Malicious “ChatGPT Ad Blocker” Chrome extension caught stealing private conversations


A malicious Chrome extension called “ChatGPT Ad Blocker” has been caught stealing users’ ChatGPT conversations and sending them to a Discord webhook, according to DomainTools. The extension posed as a utility for removing ads from ChatGPT, but the security report says its real purpose was surveillance and data theft.

The timing made the lure more believable. OpenAI began testing ads in ChatGPT in the U.S. for logged-in adult users on the Free and Go tiers in early 2026, while paid plans such as Plus, Pro, Business, Enterprise, and Education remain ad-free. That gave attackers a timely hook for a fake “ad blocker” pitch.

DomainTools says the extension was published in the Chrome Web Store and used a remote configuration system that checked GitHub every 60 minutes. That design meant the operator could change the extension’s behavior over time without asking the user to install an update.

How the extension allegedly stole ChatGPT data

According to the DomainTools report, the extension did not actually block ads. The ad-blocking code was disabled, while the data collection logic stayed active. Researchers say that when a user opened ChatGPT, the extension injected a script into the page, copied the visible content, and prepared it for exfiltration.

The report says the stolen content got packaged into a file named page_dump.html and sent to a private Discord webhook. DomainTools also said the Discord-side bot label was “Captain Hook,” which gave the attacker near-instant access to prompts, responses, and other captured page data.

Malicious Chrome Extension (Source: DomainTools )

That makes this more than a nuisance extension. If the report is accurate, the operator could read highly sensitive chats that may include business plans, code, credentials pasted by mistake, research notes, or personal information users shared with ChatGPT. This risk aligns with a broader trend Microsoft highlighted in March, when it warned that malicious AI assistant extensions were harvesting LLM chat histories.

Why this attack stands out

The campaign appears to piggyback on a real platform change rather than inventing a fake problem from scratch. OpenAI’s official help pages confirm that ads are now a real test feature in ChatGPT for some users, which likely made a “ChatGPT Ad Blocker” extension sound plausible to free-tier users looking for a cleaner interface.

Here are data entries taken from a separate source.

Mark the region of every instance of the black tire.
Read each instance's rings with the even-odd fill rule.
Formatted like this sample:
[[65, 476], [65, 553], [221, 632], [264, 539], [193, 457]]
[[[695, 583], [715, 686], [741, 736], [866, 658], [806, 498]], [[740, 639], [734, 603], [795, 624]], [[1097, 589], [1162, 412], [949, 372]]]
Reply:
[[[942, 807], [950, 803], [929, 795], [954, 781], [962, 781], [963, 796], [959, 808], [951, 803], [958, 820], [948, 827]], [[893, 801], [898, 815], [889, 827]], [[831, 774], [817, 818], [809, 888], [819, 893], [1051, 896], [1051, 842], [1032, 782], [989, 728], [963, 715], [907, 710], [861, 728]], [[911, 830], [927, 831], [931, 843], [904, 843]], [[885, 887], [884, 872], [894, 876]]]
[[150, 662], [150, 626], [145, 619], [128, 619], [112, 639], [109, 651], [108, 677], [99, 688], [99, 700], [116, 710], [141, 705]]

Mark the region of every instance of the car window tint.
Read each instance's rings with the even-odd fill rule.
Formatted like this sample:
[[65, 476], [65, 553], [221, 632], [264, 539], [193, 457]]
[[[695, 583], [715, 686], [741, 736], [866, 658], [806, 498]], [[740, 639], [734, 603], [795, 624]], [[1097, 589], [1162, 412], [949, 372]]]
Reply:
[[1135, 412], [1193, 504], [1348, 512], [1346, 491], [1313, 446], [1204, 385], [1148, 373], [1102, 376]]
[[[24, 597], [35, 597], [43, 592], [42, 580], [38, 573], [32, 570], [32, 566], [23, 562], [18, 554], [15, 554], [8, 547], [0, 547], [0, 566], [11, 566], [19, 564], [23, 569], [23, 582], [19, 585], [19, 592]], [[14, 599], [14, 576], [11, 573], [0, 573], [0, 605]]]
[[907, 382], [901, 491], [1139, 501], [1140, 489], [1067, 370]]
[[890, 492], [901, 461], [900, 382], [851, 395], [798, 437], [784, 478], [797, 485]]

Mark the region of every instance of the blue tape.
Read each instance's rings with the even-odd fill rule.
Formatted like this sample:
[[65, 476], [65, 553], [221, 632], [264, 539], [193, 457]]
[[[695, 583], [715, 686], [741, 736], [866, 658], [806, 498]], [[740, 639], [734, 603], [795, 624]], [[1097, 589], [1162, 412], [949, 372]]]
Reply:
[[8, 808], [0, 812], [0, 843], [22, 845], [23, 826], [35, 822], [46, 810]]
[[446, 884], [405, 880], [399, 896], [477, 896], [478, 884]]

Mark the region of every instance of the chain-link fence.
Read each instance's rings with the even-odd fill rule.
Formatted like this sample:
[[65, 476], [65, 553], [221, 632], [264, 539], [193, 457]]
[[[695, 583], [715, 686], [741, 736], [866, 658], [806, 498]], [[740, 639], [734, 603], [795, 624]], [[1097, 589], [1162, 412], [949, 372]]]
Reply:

DomainTools also linked the extension to the developer alias “krittinkalra” and said the associated GitHub account showed a suspicious history and a sudden recent shift toward JavaScript-based malware behavior. The same report tied that alias publicly to AI4ChatCo and Writecream, though the report did not establish that those services themselves were knowingly involved in the extension’s operation.

A Discord bot announces “New Ad Report Received” (Source: DomainTools)

That distinction matters. The strongest verified claim here is about the extension and the exfiltration behavior described by DomainTools. Claims about broader compromise of affiliated services remain unproven based on the reporting I found, so they should be treated as unresolved rather than confirmed.

What users and admins should check

ItemVerified detail
Malicious extension nameChatGPT Ad Blocker
Reported behaviorSteals ChatGPT page content and exfiltrates it
Exfiltration channelPrivate Discord webhook
Remote control methodGitHub-hosted config fetched every 60 minutes
Claimed featureBlocks ChatGPT ads
Reported realityAd-blocking features disabled
Research sourceDomainTools
Broader trendMalicious AI extensions targeting LLM chats

Source basis: DomainTools and Microsoft Security.

  • Remove the extension immediately if it is installed.
  • Review your Chrome extensions and remove any AI-related add-on you do not fully trust.
  • Change passwords or rotate secrets if you pasted sensitive information into ChatGPT while the extension was active.
  • Check enterprise browser policies to restrict extension installs to approved publishers.
  • Remind users that browser add-ons can read and modify page content on sites they visit if granted permission. This last point is a general security inference supported by the behavior described in the reports.

FAQ

What is the “ChatGPT Ad Blocker” extension accused of doing?

DomainTools says it captured ChatGPT page content and sent it to a private Discord webhook instead of blocking ads.

Did OpenAI actually start testing ads in ChatGPT?

Yes. OpenAI says it began testing ads in the U.S. for logged-in adults on the Free and Go tiers in 2026.

Did the extension really block ads?

The DomainTools report says no. Researchers said the ad-blocking functionality was disabled while the data theft logic remained active.

Could this expose sensitive information?

Yes. If the extension captured full chat pages, it could expose anything visible in those conversations, including prompts, responses, and other page data.